By Flint Wheeler

Big 12 commissioner Bob Bowlsby took to the podium Monday morning and wasn’t shy about voicing his opinion on the current college athletics model, specifically his displeasure with the ineffectiveness of the NCAA’s enforcement standards.

In his state of the conference address, Bowlsby didn’t speak glowingly about the future of the NCAA and college sports in general. Speaking at the beginning of Big 12 Media Days, Bowlsby said “If you like what you see in college athletics right now, you’re gonna be disappointed. Change is coming.”

The impact of lawsuits against the NCAA, including the Ed O’Bannon case, will drastically change the way college sports is structured. “I think all of that in the end will cause programs to be eliminated,” Bowlsby said, specifically saying men’s Olympic sports would be the target of cuts.


Bowlsby is beginning his third year as the conference’s commissioner. “I expect to be in court most of the rest of my career,” Bowlsby said. “That’s the whole nature of it. “I don’t think that’s what I signed up for.”

Bowlsby also had plenty to say about the current enforcement of NCAA rules. “It’s not an understatement to say that cheating pays presently,” Bowlsby said. Cheating is not rampant but the lack of enforcement and the power to impose significant penalties for not cooperating with investigations make the consequences of cheating negligible. “If you want to cheat, you can do it and you can get away with it and there are benefits to doing it,” Bowlsby said.

Bowlsby further warned that the NCAA will soon face financial struggles, saying expenses were rising at nearly twice the rate of revenue. The notion that college athletes could be considered employees was absurd, Bowlsby said. “Student-athletes are not employees. They shouldn’t ever be employees,” Bowlsby said. “It’s a total square peg in a round hole.”
Not everything was gloom and doom, though. Bowlsby said the league was in good position with the start of the four-team playoff, touting the league’s “One True Champion” motto. “The fact that we play everyone in the league is a nuance that’s not going to be overlooked by the committee,” Bowlsby said.

The league hasn’t won a national title since Texas in 2005.“I think it’s about time we did,” Bowlsby said.

The Pros of Paying College Athletes
In this age where social media is the king, making a profit out of sports is even a more ludicrous pursuit. Schools are actually making more money than ever from the revenues of televised college sports, especially the most popular men’s football and basketball.

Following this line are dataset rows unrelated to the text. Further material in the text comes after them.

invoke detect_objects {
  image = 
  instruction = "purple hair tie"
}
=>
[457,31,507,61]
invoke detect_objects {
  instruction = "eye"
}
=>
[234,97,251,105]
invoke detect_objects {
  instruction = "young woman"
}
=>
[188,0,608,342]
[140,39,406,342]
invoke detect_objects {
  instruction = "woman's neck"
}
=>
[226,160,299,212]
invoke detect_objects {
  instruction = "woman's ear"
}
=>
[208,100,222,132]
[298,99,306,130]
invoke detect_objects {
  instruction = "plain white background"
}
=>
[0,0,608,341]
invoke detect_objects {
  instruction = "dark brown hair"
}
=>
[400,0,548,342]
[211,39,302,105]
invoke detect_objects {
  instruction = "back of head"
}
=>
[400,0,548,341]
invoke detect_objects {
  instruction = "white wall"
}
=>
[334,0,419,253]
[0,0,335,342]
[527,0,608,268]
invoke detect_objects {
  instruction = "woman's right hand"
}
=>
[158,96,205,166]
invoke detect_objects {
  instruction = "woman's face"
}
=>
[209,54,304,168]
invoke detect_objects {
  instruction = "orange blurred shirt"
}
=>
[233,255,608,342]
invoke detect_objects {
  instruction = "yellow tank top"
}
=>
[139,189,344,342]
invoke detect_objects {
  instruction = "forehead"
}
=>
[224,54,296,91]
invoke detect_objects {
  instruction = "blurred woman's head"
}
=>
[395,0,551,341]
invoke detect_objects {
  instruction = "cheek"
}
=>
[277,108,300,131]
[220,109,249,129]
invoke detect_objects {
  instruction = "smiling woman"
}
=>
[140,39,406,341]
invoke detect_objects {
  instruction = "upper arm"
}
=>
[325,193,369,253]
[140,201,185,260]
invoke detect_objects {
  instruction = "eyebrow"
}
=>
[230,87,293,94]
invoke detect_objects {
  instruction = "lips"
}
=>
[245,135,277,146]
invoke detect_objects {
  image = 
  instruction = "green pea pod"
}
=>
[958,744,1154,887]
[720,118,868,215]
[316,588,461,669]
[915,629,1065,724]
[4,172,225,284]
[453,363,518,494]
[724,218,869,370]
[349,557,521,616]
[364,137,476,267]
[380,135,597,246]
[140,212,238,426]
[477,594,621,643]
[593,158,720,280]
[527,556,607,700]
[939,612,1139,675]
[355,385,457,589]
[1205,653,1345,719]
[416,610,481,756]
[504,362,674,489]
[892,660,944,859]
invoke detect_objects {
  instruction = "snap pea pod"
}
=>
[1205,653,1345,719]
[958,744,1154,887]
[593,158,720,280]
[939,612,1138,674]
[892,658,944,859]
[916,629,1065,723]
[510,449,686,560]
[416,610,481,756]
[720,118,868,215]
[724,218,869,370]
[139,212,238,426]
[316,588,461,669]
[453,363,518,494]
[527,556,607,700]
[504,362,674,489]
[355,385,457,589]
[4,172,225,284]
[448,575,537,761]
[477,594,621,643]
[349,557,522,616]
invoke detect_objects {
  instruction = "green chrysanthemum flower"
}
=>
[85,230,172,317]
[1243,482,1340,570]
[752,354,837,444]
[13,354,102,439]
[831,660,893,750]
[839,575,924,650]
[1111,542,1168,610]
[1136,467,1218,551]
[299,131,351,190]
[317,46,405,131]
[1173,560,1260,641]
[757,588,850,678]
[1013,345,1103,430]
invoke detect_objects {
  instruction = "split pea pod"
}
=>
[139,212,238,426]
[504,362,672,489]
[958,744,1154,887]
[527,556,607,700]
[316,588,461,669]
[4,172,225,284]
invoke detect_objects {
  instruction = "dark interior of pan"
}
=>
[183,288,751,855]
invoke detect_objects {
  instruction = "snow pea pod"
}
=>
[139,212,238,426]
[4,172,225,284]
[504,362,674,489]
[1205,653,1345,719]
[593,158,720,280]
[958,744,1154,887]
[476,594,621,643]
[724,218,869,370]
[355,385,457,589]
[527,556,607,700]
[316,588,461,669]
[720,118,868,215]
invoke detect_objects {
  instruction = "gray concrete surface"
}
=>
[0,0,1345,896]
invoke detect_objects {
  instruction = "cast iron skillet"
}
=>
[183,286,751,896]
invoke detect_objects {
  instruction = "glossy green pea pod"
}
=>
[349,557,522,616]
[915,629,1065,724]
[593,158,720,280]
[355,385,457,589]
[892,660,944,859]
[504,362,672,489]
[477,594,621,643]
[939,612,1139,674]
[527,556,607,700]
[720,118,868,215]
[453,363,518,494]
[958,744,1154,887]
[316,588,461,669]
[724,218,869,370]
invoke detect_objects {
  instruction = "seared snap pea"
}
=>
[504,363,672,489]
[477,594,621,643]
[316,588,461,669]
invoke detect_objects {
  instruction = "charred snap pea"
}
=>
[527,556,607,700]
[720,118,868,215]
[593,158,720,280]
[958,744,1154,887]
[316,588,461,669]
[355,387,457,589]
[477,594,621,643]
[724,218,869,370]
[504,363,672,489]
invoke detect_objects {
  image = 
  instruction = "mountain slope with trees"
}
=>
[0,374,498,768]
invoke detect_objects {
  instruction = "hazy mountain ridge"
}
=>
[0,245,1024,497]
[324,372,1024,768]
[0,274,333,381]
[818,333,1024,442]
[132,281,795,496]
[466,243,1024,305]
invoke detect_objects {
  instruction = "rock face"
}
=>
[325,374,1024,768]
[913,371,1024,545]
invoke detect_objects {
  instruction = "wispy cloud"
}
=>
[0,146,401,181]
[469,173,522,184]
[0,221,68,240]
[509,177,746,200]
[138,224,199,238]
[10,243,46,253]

However, the athletes involved in these games – the reason why sporting shows are such a hit in the first place – are not getting more than their scholarship grants; it is not even enough to cover for all their expenses; tuition, food, board, travel, books, and others. They have no other means to compensate for this need since sport practices take up all of their time after their academic responsibilities. Paying college students, a little extra, would actually go a long way, especially for the ones belonging to a family with low income.

If this point would be considered it might help to finally stop the abuses happening behind the scenes; abuses such as interested parties (i.e. recruiters) offering the athletes special “privileges” for favors as to how they wanted games to turn out. Shady business, yes, but it happens.

The Cons of Paying College Athletes
The main reason why paying college athletes still isn’t legalized is because of the strong stand of the spirit of amateurism against the idea. Most traditionalists would also argue that college sports exist not so the athletes could gain profit, but to foster the true meaning of sportsmanship between colleges. Involving money in the equation for the players’ participation would debase the essence of amateurism. Another big problem with the idea is its mere “unfairness” to less popular sports that acquire little to no revenue, and of course to the colleges with lesser funds. Who would be responsible for paying the students in this case? And what system will be used; do athletes with better performance get more pay than other members of the team?

Bowlsby’s comments are dead on, just not what one would expect to hear from someone in his position. In the wake of the NCAA botching the Miami case and running around in circles in Chapel Hill, not to mention the O’Bannon case and the current outcry for pay for players, the NCAA has an uphill battle on their hands and rightly so.